Cleaning sensors, replace DEF Pressure Sensor help
1) Cleaning oxygen and NOx sensors is easy and so helpful. I followed the advice of this thread and bought Sodium Hydroxide. I used an -- put the lye solution in the cleaner and the sensors were clean in about five minutes each. Rinsed with distilled water, cleaned with carb cleaner, and gave it a bit of the propane torch for good measure.
2) I thought changing out the DEF Pressure Sensor (Part #059906627R) would also be super easy, given that it's mounted directly on top of the engine. I've had a series of DEF and EGR error codes, so I'm generally going through parts and maintenance on my 10-year-old TDI.
tl:dr: - TRICKY! There is a rubber/EPDM housing that the sensor fits inside of, and the housing slides over a mounting post. I cannot for the life of me figure out how to remove this cover!! I need to remove it so I can put it on the new DEF Pressure Sensor.
Anybody have any luck removing that rubber mount? Pics show old DEF Pressure Sensor and rubber mount, plus one of the new sensor (no mount).

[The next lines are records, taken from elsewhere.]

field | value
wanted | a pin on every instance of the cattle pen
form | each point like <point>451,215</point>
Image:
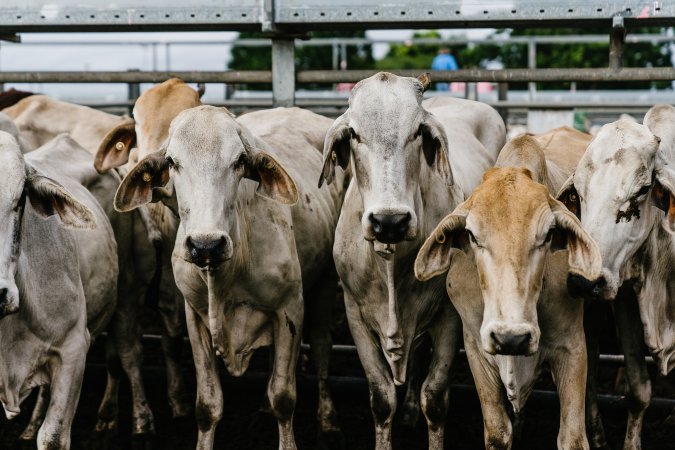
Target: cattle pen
<point>288,24</point>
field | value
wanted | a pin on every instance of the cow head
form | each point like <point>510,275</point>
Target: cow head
<point>47,197</point>
<point>509,225</point>
<point>207,155</point>
<point>387,135</point>
<point>153,112</point>
<point>611,193</point>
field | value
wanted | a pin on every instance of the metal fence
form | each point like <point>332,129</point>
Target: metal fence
<point>288,19</point>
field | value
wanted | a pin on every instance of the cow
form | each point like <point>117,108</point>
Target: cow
<point>508,283</point>
<point>40,119</point>
<point>411,162</point>
<point>617,183</point>
<point>247,263</point>
<point>122,147</point>
<point>58,286</point>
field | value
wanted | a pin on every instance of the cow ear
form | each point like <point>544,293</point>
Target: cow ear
<point>569,197</point>
<point>663,196</point>
<point>144,183</point>
<point>435,148</point>
<point>336,149</point>
<point>113,151</point>
<point>434,256</point>
<point>273,180</point>
<point>584,255</point>
<point>48,198</point>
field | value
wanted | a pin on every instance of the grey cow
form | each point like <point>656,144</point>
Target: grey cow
<point>246,262</point>
<point>58,286</point>
<point>412,161</point>
<point>622,192</point>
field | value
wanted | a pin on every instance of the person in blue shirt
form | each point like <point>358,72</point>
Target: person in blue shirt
<point>444,61</point>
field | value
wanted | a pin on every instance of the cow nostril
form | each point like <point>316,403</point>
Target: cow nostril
<point>390,228</point>
<point>377,226</point>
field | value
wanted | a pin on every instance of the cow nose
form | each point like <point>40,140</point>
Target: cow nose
<point>511,344</point>
<point>206,252</point>
<point>579,286</point>
<point>390,228</point>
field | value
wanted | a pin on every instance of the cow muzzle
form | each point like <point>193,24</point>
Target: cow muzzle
<point>208,251</point>
<point>9,300</point>
<point>504,339</point>
<point>390,226</point>
<point>600,289</point>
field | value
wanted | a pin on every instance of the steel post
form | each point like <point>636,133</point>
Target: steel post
<point>283,71</point>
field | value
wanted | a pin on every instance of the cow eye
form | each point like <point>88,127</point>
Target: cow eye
<point>549,237</point>
<point>472,238</point>
<point>239,163</point>
<point>643,190</point>
<point>353,135</point>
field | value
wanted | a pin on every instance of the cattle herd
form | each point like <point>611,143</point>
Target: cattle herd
<point>248,224</point>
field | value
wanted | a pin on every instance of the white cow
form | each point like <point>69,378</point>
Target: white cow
<point>40,119</point>
<point>508,284</point>
<point>237,261</point>
<point>412,161</point>
<point>617,183</point>
<point>58,286</point>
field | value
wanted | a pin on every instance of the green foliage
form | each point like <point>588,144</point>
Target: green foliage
<point>582,55</point>
<point>306,58</point>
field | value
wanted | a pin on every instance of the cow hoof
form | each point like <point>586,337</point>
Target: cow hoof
<point>180,408</point>
<point>144,441</point>
<point>409,416</point>
<point>29,434</point>
<point>331,440</point>
<point>105,425</point>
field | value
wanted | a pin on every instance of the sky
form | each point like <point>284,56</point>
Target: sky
<point>136,51</point>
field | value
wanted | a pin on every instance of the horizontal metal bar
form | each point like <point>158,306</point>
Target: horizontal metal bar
<point>502,76</point>
<point>228,76</point>
<point>351,76</point>
<point>452,40</point>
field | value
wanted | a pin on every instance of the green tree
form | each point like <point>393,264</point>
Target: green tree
<point>582,55</point>
<point>306,57</point>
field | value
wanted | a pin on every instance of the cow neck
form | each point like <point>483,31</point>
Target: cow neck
<point>393,335</point>
<point>214,322</point>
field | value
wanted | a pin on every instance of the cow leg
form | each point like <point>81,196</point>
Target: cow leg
<point>319,306</point>
<point>380,382</point>
<point>67,373</point>
<point>436,387</point>
<point>410,409</point>
<point>209,408</point>
<point>281,389</point>
<point>127,341</point>
<point>631,336</point>
<point>593,314</point>
<point>109,409</point>
<point>38,416</point>
<point>171,310</point>
<point>569,373</point>
<point>498,432</point>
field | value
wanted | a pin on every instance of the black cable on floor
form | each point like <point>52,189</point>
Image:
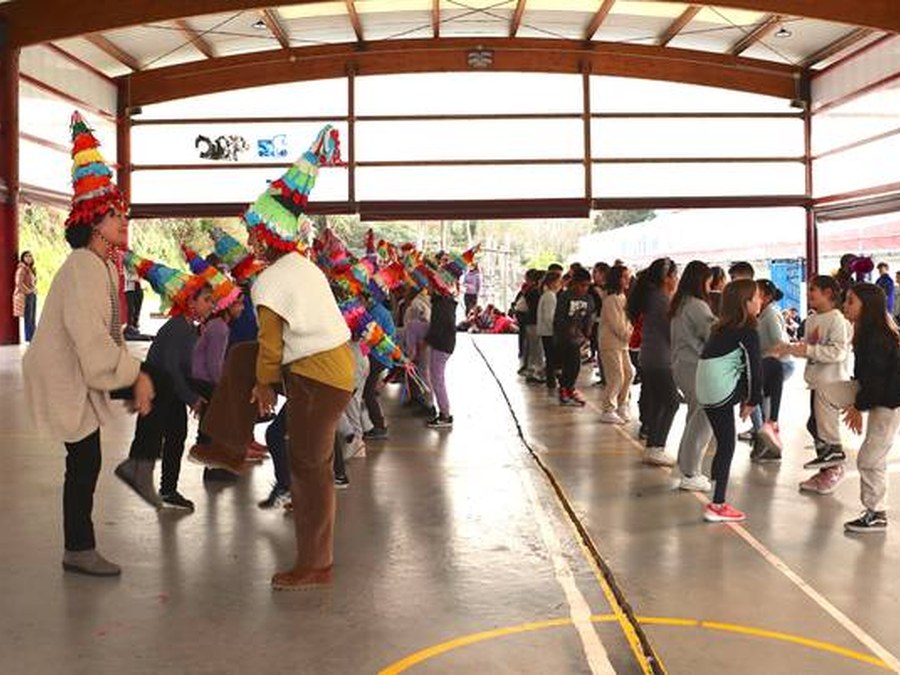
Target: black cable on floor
<point>649,654</point>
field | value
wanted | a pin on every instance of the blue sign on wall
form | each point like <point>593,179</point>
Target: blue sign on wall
<point>787,274</point>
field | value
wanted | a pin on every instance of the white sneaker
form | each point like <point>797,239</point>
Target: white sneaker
<point>698,483</point>
<point>610,417</point>
<point>658,457</point>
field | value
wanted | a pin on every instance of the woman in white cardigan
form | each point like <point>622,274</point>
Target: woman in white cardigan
<point>78,356</point>
<point>615,332</point>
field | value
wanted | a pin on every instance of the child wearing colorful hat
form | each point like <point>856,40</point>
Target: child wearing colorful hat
<point>303,348</point>
<point>188,300</point>
<point>78,354</point>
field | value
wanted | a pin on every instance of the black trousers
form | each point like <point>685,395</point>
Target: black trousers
<point>568,356</point>
<point>133,301</point>
<point>721,419</point>
<point>660,396</point>
<point>162,432</point>
<point>370,392</point>
<point>471,300</point>
<point>550,364</point>
<point>82,470</point>
<point>773,385</point>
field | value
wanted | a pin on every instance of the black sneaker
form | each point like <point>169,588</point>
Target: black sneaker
<point>375,434</point>
<point>830,455</point>
<point>175,500</point>
<point>277,497</point>
<point>440,422</point>
<point>869,521</point>
<point>757,448</point>
<point>767,455</point>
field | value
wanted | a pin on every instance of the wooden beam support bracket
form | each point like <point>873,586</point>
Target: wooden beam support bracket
<point>114,51</point>
<point>275,28</point>
<point>678,25</point>
<point>766,26</point>
<point>598,19</point>
<point>517,18</point>
<point>354,19</point>
<point>195,39</point>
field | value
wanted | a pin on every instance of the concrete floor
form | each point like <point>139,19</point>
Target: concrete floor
<point>453,554</point>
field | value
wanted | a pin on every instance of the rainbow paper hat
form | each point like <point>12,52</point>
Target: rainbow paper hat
<point>457,263</point>
<point>275,216</point>
<point>94,190</point>
<point>225,291</point>
<point>242,264</point>
<point>175,288</point>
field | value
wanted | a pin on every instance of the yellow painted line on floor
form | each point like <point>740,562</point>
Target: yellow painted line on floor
<point>884,655</point>
<point>618,613</point>
<point>445,647</point>
<point>579,609</point>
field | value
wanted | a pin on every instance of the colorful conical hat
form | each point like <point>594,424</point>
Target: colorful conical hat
<point>242,264</point>
<point>225,292</point>
<point>95,193</point>
<point>174,287</point>
<point>457,263</point>
<point>275,216</point>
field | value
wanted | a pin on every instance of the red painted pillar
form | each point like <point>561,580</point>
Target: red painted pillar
<point>812,228</point>
<point>123,177</point>
<point>9,175</point>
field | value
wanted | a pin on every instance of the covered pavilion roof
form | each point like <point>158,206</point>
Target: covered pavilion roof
<point>167,49</point>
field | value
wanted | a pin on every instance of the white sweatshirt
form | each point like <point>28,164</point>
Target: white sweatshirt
<point>828,339</point>
<point>297,291</point>
<point>546,311</point>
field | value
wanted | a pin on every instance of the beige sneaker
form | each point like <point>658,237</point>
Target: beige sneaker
<point>218,457</point>
<point>658,457</point>
<point>90,563</point>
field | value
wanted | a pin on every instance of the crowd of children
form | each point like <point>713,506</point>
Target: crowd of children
<point>322,329</point>
<point>722,345</point>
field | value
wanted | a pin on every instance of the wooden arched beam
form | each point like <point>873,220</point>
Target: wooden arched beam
<point>449,55</point>
<point>36,22</point>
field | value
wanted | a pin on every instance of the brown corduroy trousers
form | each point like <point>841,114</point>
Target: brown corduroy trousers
<point>313,412</point>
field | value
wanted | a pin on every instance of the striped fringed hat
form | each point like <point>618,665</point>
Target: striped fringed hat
<point>275,217</point>
<point>225,291</point>
<point>174,287</point>
<point>95,193</point>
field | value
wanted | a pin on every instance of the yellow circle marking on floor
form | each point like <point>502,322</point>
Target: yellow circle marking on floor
<point>450,645</point>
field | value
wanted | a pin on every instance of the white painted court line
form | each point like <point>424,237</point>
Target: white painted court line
<point>579,610</point>
<point>852,627</point>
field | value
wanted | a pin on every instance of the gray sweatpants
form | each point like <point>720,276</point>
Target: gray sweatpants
<point>697,431</point>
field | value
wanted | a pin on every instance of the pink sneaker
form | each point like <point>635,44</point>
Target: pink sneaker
<point>825,482</point>
<point>722,513</point>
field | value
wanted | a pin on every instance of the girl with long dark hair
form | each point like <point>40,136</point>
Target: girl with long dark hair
<point>729,373</point>
<point>875,389</point>
<point>692,319</point>
<point>650,299</point>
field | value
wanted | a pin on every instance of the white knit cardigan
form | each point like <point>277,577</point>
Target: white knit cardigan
<point>297,290</point>
<point>73,361</point>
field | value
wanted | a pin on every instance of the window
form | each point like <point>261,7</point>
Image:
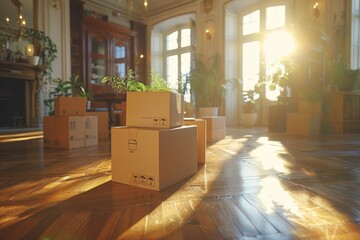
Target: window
<point>273,38</point>
<point>355,35</point>
<point>178,57</point>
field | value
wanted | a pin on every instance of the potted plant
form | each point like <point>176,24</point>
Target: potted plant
<point>206,85</point>
<point>44,47</point>
<point>249,107</point>
<point>69,88</point>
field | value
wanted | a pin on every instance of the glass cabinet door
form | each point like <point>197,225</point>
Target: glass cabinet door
<point>98,58</point>
<point>121,57</point>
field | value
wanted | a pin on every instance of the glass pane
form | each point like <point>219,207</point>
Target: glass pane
<point>120,52</point>
<point>185,37</point>
<point>98,70</point>
<point>172,41</point>
<point>278,44</point>
<point>275,17</point>
<point>251,23</point>
<point>185,68</point>
<point>120,69</point>
<point>172,70</point>
<point>251,64</point>
<point>98,46</point>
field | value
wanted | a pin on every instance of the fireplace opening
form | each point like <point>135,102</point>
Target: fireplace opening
<point>12,103</point>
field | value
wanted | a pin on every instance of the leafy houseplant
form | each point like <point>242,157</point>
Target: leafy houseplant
<point>45,48</point>
<point>206,87</point>
<point>70,88</point>
<point>130,84</point>
<point>250,98</point>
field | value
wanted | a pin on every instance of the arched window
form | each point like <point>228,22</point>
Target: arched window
<point>264,40</point>
<point>178,56</point>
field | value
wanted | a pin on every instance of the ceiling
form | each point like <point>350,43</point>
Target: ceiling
<point>154,6</point>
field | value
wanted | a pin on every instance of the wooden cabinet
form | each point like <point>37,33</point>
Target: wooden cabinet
<point>109,50</point>
<point>344,112</point>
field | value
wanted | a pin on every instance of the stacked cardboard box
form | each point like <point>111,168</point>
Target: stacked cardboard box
<point>70,127</point>
<point>216,128</point>
<point>154,150</point>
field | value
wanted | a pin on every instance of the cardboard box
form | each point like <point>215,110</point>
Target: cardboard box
<point>64,132</point>
<point>70,106</point>
<point>103,124</point>
<point>214,135</point>
<point>215,128</point>
<point>153,158</point>
<point>201,136</point>
<point>303,124</point>
<point>91,131</point>
<point>154,109</point>
<point>120,112</point>
<point>310,107</point>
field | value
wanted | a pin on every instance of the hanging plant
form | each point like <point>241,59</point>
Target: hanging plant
<point>45,48</point>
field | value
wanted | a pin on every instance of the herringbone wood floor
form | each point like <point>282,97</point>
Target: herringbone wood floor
<point>253,186</point>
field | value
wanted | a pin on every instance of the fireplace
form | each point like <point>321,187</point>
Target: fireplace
<point>19,100</point>
<point>12,103</point>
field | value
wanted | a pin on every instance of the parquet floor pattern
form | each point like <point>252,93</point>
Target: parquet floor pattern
<point>254,185</point>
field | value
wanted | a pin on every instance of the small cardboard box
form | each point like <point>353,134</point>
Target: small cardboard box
<point>214,135</point>
<point>64,132</point>
<point>216,128</point>
<point>103,124</point>
<point>91,131</point>
<point>201,133</point>
<point>153,158</point>
<point>154,109</point>
<point>310,107</point>
<point>303,124</point>
<point>70,106</point>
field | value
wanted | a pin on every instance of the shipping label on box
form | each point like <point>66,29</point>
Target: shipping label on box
<point>91,131</point>
<point>153,158</point>
<point>64,132</point>
<point>154,109</point>
<point>70,106</point>
<point>103,124</point>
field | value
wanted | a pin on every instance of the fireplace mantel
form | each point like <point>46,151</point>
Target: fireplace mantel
<point>32,77</point>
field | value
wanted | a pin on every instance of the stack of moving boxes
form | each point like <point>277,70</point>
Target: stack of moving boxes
<point>70,127</point>
<point>154,150</point>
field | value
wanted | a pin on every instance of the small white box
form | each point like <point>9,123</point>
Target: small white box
<point>64,132</point>
<point>91,131</point>
<point>153,158</point>
<point>154,109</point>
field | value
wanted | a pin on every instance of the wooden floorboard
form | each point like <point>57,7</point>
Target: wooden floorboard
<point>254,185</point>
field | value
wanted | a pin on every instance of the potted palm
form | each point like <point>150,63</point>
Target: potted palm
<point>206,86</point>
<point>44,48</point>
<point>249,107</point>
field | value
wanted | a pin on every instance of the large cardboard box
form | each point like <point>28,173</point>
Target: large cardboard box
<point>303,124</point>
<point>153,158</point>
<point>154,109</point>
<point>201,136</point>
<point>65,132</point>
<point>91,131</point>
<point>313,107</point>
<point>103,124</point>
<point>70,106</point>
<point>216,128</point>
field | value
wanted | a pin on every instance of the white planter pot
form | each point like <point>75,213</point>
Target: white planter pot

Looking over your photos, it would appear to likely be a 'friction-fit' plastic protective cover (maybe don't locate it in that high heat location right behind the turbocharger next time, LOL), and it appears to be in two separate sections...the main body cover and the piece shielding the hose hookups, etc. From you pics I can see what looks like a cut line in the first photo w/cover at the bottom of it; that's where it comes apart. You know how VW likes it's covers to 'clip' into place, so that's likely same on this item to hold it closed/in place.
Definitely take a look at those EGT sensor live data values (engine control module; I look at the area for the DPF regeneration monitoring, but you can directly monitor those sensors, as well...engine off/cold engine is great because all the sensors should be reading basically the same temp value, so any outlier will be extremely obvious. Engine hot is also fine, and try both if you don't see one reading extremely hot or extremely cold compared to the other EGT sensors, etc.
Conventional wisdom states that there should be some kind of fault code if a sensor is that far off the reservation, but unfortunately they don't all throw a code when they go bad, which makes interpreting the downstream 'symptoms' they create more difficult, since you aren't sure where to look. Check your coolant temp sensors output values while you at it, as those are known to go bad too, and you don't get a direct code, but might see something linked to temperature too low, etc.
Another thing that creates unforeseen symptoms/ problems is the vacuum leak that commonly occurs (on all older Q7s) where the brake booster pipe meets the engine's vacuum line at the firewall, just inside the engine bay past firewall. The female side connector (brake booster's vacuum line) cracks due to heat cycling stress. Vacuum leak creates problems for vacuum actuated solenoids, which causes...(EGR and other problems); see where I'm going with this?